During Trial, the eye witness identified the accused Bhagwati Singh @ Pappu and not Jitendra Singh @ Tinku. Thus, Bhagwati Singh @ Pappu was convicted for murder by Session Court Lucknow in August 2009. In 2022, the Allahabad High Court upheld this order of conviction.

===Aftermath===
Later Modi's widow, Ameeta, married Sanjaya Sinh in April 1995. As per the facts stated in a Court case filed by Sanjaya's wife Garima Singh- "Thereafter it is stated that a news item was published in the daily newspaper The Pioneer' on 23.4.1995 viz. "Sanjai Singh marries Amita." It says that Sanjaya Sinh disclosed to Garima that he married Ameeta on 21 April 1995.

This marriage received sensational reportage in the press and became front-page news in India. It later turned out that Sanjay Singh had obtained a decree of divorce by stating a wrong address as his wife's residence, so that the Court had granted an ex-parte divorce because Garima could not appear in court despite repeated summons, because of wrong address.

==Memorial tournament==
After Modi's death, a badminton tournament was constituted in his memory. The All India Syed Modi badminton championship was hosted each year in Lucknow, which turned into "Syed Modi International Challenge" in 2004, and starting December 2009 it would turn into "Syed Modi Grand Prix", organized by Badminton Association of India. This event later transformed to Super 300 level tournament in the newly introduced BWF World Tour format since 2018 under the name of "Syed Modi International" and since 2020 as the Syed Modi India International". The Railways of which he was an employee, opened the Syed Modi Railway Stadium and auditorium at his native place, Gorakhpur.

==Movie and TV Series==
Actor and director Dev Anand made a thriller movie based on the murder of Modi.
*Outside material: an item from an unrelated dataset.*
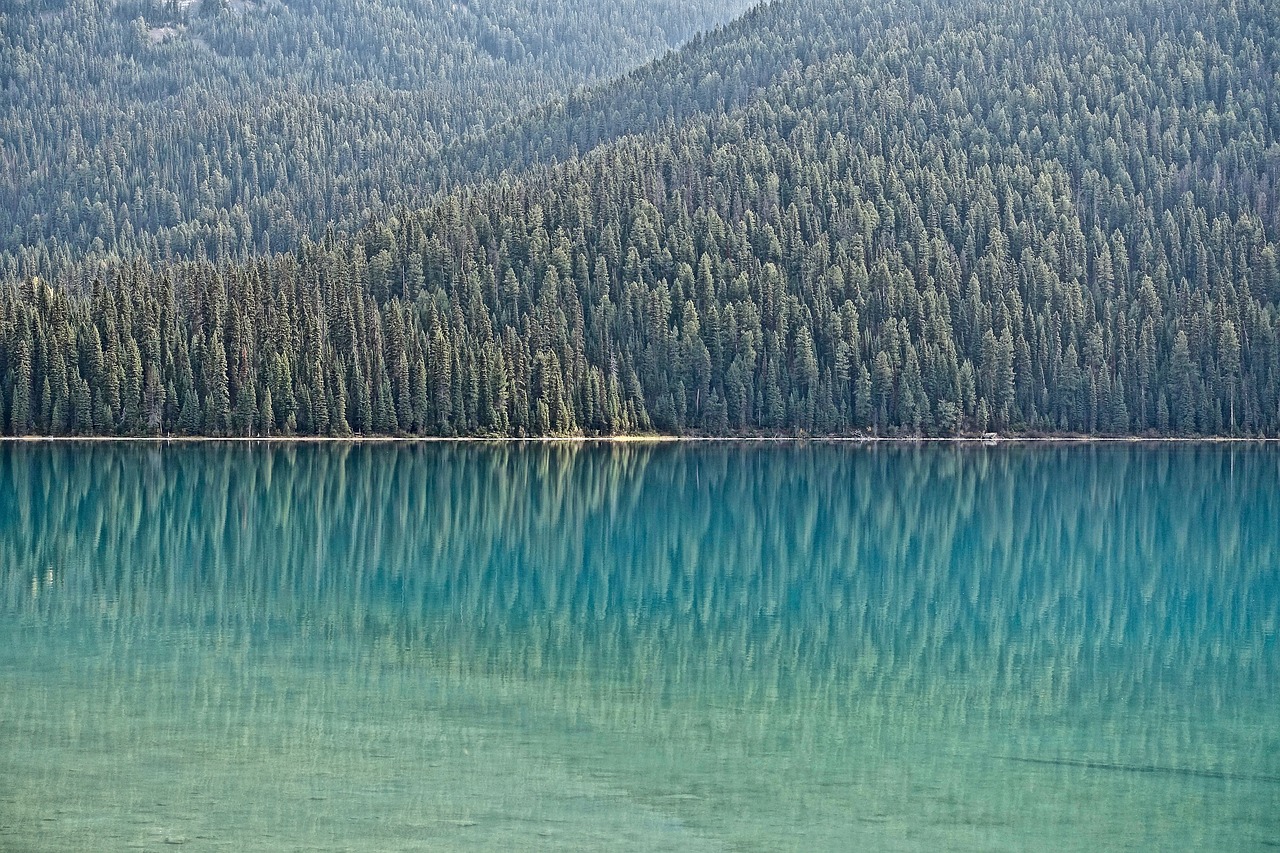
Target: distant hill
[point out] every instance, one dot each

Sau Crore was released in 1991 with the role of Modi being played by Raman Kapoor. The movie was a surprise hit at the box office.

A 2020 ZEE5 web series The Chargesheet: Innocent or Guilty is based on the sensational murder of Syed Modi, though it does not officially acknowledge so, where the characters of Table Tennis player Shiraz Malik, his wife Antara Dixit, politician Ranveer Pratap Singh and his wife Chitrangada Singh prime-facie very apparently resemble Badminton player Syed Modi, his wife Amita Singh, then Amita Modi, Sanjay Sinh and his wife Garima Singh.